Substitute $5.00\Omega$ for $R_{eq}$ and $10.0\text{ V}$ for $V$ in equation I.

$\begin{array}{c}I=\frac{10.0\text{ V}}{5.00\Omega }\\ =2.00\text{ A}\end{array}$

Therefore, the current through the ammeter ${\text{A}}_{\text{1}}$ is $2.00\text{ A}$.

(b)

To determine

Find the current through the ammeter ${\text{A}}_2$.

Answer to Problem 115P

The current through the ammeter ${\text{A}}_2$ is $1.00\text{ A}$.

Explanation of Solution

Consider left top $2.00\Omega$ resistor as $R_1$, left bottom $2.00\Omega$ resistor as $R_2$, middle $2.00\Omega$ resistor as $R_3$, $3.00\Omega$ resistor as $R_4$ and $6.00\Omega$ resistor as $R_5$.
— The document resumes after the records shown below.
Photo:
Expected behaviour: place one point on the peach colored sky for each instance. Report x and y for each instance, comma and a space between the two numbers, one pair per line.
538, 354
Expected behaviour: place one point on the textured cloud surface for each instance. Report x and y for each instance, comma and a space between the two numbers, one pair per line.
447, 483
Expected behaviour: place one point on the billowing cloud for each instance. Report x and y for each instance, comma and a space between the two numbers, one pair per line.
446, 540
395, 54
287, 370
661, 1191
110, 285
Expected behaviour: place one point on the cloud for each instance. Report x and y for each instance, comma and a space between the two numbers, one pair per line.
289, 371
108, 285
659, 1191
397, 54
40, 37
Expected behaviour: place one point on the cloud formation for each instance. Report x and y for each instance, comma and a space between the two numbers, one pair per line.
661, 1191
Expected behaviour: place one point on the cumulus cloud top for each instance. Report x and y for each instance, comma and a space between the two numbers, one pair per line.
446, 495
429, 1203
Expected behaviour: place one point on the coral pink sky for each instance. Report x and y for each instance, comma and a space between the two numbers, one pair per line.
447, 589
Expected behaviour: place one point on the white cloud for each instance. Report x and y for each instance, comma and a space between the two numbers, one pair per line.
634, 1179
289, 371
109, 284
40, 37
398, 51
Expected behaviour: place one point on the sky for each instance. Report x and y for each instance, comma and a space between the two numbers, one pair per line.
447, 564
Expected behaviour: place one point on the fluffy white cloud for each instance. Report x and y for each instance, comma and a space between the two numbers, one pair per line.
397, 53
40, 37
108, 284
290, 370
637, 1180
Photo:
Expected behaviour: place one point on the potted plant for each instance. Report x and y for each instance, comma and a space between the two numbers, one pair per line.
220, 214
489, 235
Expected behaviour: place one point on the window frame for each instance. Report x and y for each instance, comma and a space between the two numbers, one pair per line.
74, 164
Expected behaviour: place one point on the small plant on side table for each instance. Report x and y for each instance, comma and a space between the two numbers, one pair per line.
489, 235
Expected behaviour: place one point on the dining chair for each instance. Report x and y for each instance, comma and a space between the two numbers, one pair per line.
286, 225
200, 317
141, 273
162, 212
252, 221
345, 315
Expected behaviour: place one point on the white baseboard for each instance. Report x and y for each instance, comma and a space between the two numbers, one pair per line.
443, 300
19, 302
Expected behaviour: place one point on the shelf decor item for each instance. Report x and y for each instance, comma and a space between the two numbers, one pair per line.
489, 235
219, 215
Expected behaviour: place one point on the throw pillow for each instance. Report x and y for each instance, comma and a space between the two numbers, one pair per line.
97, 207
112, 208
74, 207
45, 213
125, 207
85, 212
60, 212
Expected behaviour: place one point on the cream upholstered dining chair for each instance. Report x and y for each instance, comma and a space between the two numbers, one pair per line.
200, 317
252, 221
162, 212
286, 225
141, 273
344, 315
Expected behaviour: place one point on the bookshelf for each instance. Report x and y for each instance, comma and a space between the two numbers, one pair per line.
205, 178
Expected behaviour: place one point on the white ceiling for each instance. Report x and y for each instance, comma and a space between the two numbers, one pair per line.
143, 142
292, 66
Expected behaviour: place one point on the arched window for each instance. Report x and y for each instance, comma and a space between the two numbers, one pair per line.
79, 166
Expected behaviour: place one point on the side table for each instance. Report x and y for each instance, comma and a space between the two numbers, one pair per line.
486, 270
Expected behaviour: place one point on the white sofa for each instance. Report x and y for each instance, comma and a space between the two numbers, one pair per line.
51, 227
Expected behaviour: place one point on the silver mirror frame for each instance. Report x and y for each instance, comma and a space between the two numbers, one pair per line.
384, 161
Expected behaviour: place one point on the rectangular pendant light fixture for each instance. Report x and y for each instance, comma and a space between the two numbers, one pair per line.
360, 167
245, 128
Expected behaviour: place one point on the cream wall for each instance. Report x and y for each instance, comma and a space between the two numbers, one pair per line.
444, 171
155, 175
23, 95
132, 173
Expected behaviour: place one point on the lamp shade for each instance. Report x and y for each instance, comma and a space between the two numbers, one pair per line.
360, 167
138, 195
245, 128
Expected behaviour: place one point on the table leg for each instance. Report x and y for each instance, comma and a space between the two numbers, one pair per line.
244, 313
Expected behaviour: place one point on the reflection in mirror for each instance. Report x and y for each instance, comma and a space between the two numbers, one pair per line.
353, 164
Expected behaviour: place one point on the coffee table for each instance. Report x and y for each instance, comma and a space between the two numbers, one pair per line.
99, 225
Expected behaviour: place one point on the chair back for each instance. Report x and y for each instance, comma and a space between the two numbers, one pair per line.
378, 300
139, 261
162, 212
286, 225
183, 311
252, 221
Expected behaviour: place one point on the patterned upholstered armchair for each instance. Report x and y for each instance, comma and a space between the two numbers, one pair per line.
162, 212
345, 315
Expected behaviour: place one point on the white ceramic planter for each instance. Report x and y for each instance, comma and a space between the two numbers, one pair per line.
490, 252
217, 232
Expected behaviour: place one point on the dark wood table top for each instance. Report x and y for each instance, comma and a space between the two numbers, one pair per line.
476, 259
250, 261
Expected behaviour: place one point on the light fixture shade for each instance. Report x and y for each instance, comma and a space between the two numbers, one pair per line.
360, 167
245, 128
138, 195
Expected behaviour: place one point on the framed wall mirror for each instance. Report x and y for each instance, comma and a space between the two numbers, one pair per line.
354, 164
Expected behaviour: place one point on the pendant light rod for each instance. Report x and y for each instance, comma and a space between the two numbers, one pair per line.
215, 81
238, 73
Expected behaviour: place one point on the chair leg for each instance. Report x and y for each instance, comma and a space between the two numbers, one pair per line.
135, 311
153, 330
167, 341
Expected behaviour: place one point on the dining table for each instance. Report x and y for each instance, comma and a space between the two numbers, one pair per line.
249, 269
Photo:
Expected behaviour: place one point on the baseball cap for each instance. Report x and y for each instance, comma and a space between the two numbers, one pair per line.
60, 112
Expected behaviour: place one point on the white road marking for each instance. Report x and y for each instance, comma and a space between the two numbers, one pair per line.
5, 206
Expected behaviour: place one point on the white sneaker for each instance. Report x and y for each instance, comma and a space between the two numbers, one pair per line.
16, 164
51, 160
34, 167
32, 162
For ammeter ${\text{A}}_2$, the resistors $R_4$ and $R_5$ are in parallel then the equivalent resistance is,

$\begin{array}{l}\frac{1}{R\text{'}}=\frac{1}{R_4}+\frac{1}{R_5}\\ R\text{'}={\left(\frac{1}{R_4}+\frac{1}{R_5}\right)}^{-1}\end{array}$

Conclusion:

Substitute $2.00\Omega$ for $R_1$, $2.00\Omega$ for $R_2$, $2.00\Omega$ for $R_3$, $3.00\Omega$ for $R_4$ and $6.00\Omega$ for $R_5$ in the above equation.

$\begin{array}{c}R\text{'}={\left(\frac{1}{3.00\Omega }+\frac{1}{6.00\Omega }\right)}^{-1}\\ =2.00\Omega \end{array}$

Thus, the voltage across $R_3$ resistor between the ammeter is same as the $R_4$ and $R_5$ resistors as both of them has $2.00\Omega$ resistance. Then the current will spilt evenly at the first junction.

Then current through ammeter ${\text{A}}_2$ is $\frac{2.00\text{ A}}{2}=1.00\text{ A}$

Therefore, the current through the ammeter ${\text{A}}_2$ is $1.00\text{ A}$.